From ae4dc9fa48e4ff06590fc6a0bea581ce04ba42a2 Mon Sep 17 00:00:00 2001
From: patrick-motsch
Date: Fri, 13 Feb 2026 18:17:47 +0100
Subject: [PATCH] fix: skip STT fallbacks for teamsbot, run audio processing in
background
Co-authored-by: Cursor
---
modules/connectors/connectorVoiceGoogle.py | 12 ++++++-
modules/features/teamsbot/service.py | 37 +++++++++++++++------
modules/interfaces/interfaceVoiceObjects.py | 7 ++--
3 files changed, 43 insertions(+), 13 deletions(-)
diff --git a/modules/connectors/connectorVoiceGoogle.py b/modules/connectors/connectorVoiceGoogle.py
index c32b7fa4..85a19bf7 100644
--- a/modules/connectors/connectorVoiceGoogle.py
+++ b/modules/connectors/connectorVoiceGoogle.py
@@ -58,7 +58,8 @@ class ConnectorGoogleSpeech:
raise
async def speechToText(self, audioContent: bytes, language: str = "de-DE",
- sampleRate: int = None, channels: int = None) -> Dict:
+ sampleRate: int = None, channels: int = None,
+ skipFallbacks: bool = False) -> Dict:
"""
Convert speech to text using Google Cloud Speech-to-Text API.

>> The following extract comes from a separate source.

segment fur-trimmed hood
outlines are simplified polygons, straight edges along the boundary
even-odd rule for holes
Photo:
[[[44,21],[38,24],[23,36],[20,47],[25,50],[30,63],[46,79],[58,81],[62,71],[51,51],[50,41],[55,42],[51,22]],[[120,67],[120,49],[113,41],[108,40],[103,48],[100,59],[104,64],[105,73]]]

@@ -234,6 +235,15 @@ class ConnectorGoogleSpeech:
"error": f"Google Cloud error: {response.error}"
}
+ # Skip fallbacks when format is known (e.g. teamsbot with explicit LINEAR16 16kHz)
+ if skipFallbacks:
+ return {
+ "success": False,
+ "text": "",
+ "confidence": 0.0,
+ "error": "No recognition results (silence or unclear audio)"
+ }
+
# Try multiple fallback approaches
fallback_configs = []
diff --git a/modules/features/teamsbot/service.py b/modules/features/teamsbot/service.py
index a7a266ec..ea10fddd 100644
--- a/modules/features/teamsbot/service.py
+++ b/modules/features/teamsbot/service.py
@@ -198,12 +198,15 @@ class TeamsbotService:
audioBuffer = bytearray()
bufferDurationMs = 0
- targetBufferMs = 1500 # Buffer 1.5 seconds of audio before STT
+ targetBufferMs = 3000 # Buffer 3 seconds of audio before STT
# PCM16 at 16kHz mono = 32000 bytes/second
bytesPerSecond = 32000
bytesPerMs = bytesPerSecond / 1000
+ # Track background STT/AI tasks so they don't block the WebSocket loop
+ backgroundTasks: list[asyncio.Task] = []
+
logger.info(f"Audio processing started for session {sessionId}")
try:
@@ -235,18 +238,26 @@ class TeamsbotService:
audioBuffer.extend(audioChunk)
bufferDurationMs = len(audioBuffer) / bytesPerMs
- # Process when buffer has enough audio
+ # Process when buffer has enough audio - run in background to not block WebSocket
if bufferDurationMs >= targetBufferMs:
- await self._processAudioBuffer(
- bytes(audioBuffer),
- sessionId,
- interface,
- voiceInterface,
- websocket,
- )
+ chunkBytes = bytes(audioBuffer)
audioBuffer.clear()
bufferDurationMs = 0
+ task = asyncio.create_task(
+ self._processAudioBuffer(
+ chunkBytes,
+ sessionId,
+ interface,
+ voiceInterface,
+ websocket,
+ )
+ )
+ backgroundTasks.append(task)
+
+ # Clean up completed tasks
+ backgroundTasks = [t for t in backgroundTasks if not t.done()]
+
except Exception as e:
if "disconnect" not in str(e).lower():
logger.error(f"Audio stream error for session {sessionId}: {e}")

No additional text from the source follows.